Zuma authorised more than R1,5 million in total for 333 people. He authorised individual amounts, from a high of R21 760 to a low of R123. The R21 760 claim was made by a refuse collector, who allegedly clocked up an extra 487 hours.

Zuma told The Witness that overtime on refuse collection, including the clearing of rubbish at garden refuse sites, rubbish containers and rubbish bins, necessitated exceeding the 40 hours-a-month stipulation due to the non-availability of trucks at times because of breakdowns and the age of the vehicles — and many other aspects such as the cleaning of public toilets.

The city has outgrown the refuse removal fleet it has, said Zuma.

He said the process of submitting overtime claims needs to be questioned, because before they get to the signatories, the claims are approved by supervisors, foremen and operations managers.

“Even though overtime is high [especially in the waste management division] it shows the level of operational challenges that we are faced with. If we had not attended to the challenges, service delivery would suffer and residents would be unhappy,” said the deputy municipal manager for community services, Zwe Hulane.

Maseko’s authorisation of more than R64 000 went to 173 employees, and ranged from R98 to R23 757. The highest claim was made by a maintenance assistant, who claimed for 100 extra hours.

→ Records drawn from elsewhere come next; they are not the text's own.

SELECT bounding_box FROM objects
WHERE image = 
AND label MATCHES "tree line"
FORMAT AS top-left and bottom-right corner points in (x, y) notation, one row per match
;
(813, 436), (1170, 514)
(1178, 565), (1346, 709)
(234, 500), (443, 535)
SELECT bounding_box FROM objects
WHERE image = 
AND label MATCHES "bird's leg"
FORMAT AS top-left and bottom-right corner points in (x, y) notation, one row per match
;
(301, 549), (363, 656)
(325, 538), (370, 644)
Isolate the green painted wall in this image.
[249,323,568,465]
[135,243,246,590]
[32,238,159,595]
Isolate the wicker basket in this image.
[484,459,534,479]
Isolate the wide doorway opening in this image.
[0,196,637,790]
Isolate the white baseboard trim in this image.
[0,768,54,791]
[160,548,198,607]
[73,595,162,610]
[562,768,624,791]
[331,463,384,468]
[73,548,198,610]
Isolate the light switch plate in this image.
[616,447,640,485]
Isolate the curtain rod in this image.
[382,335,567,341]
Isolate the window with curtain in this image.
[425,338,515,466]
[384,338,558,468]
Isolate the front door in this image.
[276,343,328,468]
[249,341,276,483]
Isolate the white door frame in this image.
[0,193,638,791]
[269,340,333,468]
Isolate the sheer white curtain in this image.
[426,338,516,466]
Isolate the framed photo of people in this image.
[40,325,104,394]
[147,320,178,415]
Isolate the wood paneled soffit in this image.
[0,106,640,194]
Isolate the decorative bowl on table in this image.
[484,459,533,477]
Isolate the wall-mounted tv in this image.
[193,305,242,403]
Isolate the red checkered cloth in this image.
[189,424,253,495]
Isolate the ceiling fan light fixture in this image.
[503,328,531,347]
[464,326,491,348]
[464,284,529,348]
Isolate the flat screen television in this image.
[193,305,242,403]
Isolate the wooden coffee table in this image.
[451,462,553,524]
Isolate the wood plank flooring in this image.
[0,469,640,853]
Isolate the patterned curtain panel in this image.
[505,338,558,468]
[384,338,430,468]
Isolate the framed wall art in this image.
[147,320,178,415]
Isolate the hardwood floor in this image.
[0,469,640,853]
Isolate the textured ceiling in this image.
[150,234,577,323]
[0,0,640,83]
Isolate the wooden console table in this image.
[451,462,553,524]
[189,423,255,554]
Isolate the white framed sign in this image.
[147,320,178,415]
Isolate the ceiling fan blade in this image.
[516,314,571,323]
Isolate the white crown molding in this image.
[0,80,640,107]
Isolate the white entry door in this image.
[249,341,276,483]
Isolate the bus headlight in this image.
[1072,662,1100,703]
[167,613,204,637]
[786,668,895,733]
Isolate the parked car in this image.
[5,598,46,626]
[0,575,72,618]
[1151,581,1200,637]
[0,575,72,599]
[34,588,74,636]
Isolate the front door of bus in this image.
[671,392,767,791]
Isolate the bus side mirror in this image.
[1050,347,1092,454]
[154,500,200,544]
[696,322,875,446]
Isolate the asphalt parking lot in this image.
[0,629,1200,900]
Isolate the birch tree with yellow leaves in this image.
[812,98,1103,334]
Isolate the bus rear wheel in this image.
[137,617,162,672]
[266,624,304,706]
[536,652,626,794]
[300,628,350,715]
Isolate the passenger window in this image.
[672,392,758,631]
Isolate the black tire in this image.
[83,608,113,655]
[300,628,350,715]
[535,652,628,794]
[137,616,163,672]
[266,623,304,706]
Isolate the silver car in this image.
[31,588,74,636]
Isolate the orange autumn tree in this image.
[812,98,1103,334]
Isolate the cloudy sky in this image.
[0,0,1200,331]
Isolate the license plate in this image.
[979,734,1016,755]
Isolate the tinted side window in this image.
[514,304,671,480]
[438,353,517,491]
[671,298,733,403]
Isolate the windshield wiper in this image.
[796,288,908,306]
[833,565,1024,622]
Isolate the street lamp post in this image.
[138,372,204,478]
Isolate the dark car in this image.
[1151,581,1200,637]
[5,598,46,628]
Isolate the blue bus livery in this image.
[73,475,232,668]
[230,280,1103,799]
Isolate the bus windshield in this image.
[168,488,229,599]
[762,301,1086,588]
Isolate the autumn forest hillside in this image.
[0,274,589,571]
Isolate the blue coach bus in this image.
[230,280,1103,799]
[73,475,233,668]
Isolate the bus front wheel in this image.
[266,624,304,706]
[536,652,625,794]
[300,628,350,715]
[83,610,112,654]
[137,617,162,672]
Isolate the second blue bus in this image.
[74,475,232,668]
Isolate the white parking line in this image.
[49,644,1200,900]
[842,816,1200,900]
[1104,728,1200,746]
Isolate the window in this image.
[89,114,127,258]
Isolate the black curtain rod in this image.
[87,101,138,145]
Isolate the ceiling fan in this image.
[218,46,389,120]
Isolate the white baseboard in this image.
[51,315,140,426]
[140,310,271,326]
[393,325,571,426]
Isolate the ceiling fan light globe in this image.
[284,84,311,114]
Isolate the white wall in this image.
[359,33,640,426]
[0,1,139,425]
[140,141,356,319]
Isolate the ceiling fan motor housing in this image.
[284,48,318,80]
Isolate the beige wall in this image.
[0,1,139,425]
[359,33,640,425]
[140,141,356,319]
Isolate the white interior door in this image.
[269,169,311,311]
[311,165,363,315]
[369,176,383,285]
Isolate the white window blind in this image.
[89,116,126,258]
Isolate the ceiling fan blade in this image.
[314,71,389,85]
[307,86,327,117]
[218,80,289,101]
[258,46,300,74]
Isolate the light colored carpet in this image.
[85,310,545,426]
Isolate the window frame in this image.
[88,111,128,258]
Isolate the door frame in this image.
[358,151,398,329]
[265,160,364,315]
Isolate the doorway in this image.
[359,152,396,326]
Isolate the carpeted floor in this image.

Although Maseko also failed to respond to questions posed by The Witness, sources said his department deals with a lot of after-hours queries, especially those pertaining to electricity outages and burst pipes, so his authorisations are more understandable.

Perumal and Bridgmohan did not respond to The Witness’s questions.

At yesterday’s Exco meeting, Perumal said that although he wanted to respond to the e-mail, he had not yet had the opportunity, as he has been tied up in managing the crisis of the striking municipal workers.

Although the overtime report was on the agenda, it didn’t come up for discussion, as the meeting was closed early so officials could leave to discuss measures to deal with the strike.